Lake Shore, Vacant Land, & Road Development

Klun Law Firm is your Minnesota real estate firm.   Private development often includes zoning, land use, platting, and subdivision issues.  Our diversified background provides us with the unique ability to resolve even the most complicated issues.  We are prepared to represent individual and business clients' interests before governmental bodies, including city councils, planning commissions, and economic development authorities.

Septic Inspection

 
Twenty-five percent of homes have a septic system.  To protect home buyers from costly and frustrating septic issues, St. Louis County created an ordinance often called a point of sale requirement, states that a home cannot be sold unless one of the following requirements is met:
  • The seller discloses to the buyer that there is not a sewage treatment system on the property
  • The property has a sewage treatment system with a vaild certificate of compliance or notice of non-conformity
  • The seller and buyer file a transfer agreement with the St. Louis County Environmental Services Center
If you are a home owner, it is in your best interest to get a septic inspection often.  A valid certificate of compliance lasts three years, so having the system inspected in a timely manner can save the property owner, a potential property buyer, and other parties a vast amount of time and money.  
 
Well Disclosure
 
At the time of sale a home owner must disclose the status of all wells on the property along with a valid sketch of the location of each well.  In St.
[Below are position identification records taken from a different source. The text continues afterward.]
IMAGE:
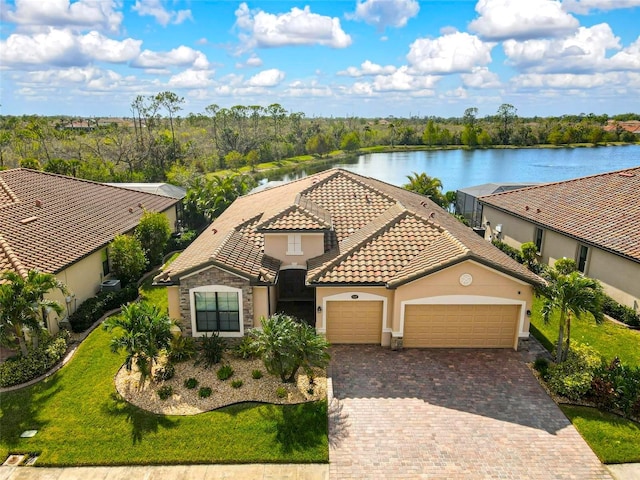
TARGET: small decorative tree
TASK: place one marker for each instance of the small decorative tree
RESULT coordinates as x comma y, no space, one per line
145,332
127,258
153,231
22,305
285,345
Louis County and Lake County a well is not required to be tested or inspected at the time of sale, but often the lending institution may require a well test and inspection in order to protect the buyer.  Often water contaminents are found leaving the seller distraught and unable to close on a home.  Having well testing and inspections done regularly along with the above mentioned septic testing can truly save a land transaction. 

Surveys in Real Estate Transactions 

The survey is used to confirm that the real estate described in legal documents is the same real estate that is contemplated by the parties to a transaction.  It is used to describe how other real estate interests impact the subject property and to understand their significance The survey is a visual tool used to understand complex real estate interests and that may serve as the basis for a legal claim if the survey is inaccurate, either against the surveyor or a title company.

Does the law supply a right of access to every landlocked parcel?

Not necessarly, while Minnesota law has established the cartway as a statutory mechanism to provide access where none is otherwise available, this mechanism does not guarantee access in every situation.
The proper body to establish a cartway is the town board or, if the township is unorganized, the board of county commissioners for the county in which the tract to be accessed by the cartway is located. Two statutes are relevant. Minn. Stat. § 164.08, subd. 1 provides that a cartway may be established in extremely limited circumstances: the cartway cannot be more than one-half mile in length, must be sought by a petition signed by at least five voters who are "freeholders of the town," must be established on a section line, and must serve a tract of land consisting of at least 150 acres, of which at least 100 are tillable.  By contrast, § 164.08, subd. 2 provides that a cartway shall be established upon petition by the owner of a tract containing at least five acres, and who has no access except over the lands of others, or whose access is less than two rods (33 feet) in width. Subd. 2 also provides that a cartway shall be established upon petition of an owner of a tract that, as of January 1, 1998, was of record as a separate parcel, contains at least two but less than five acres, and otherwise has no access.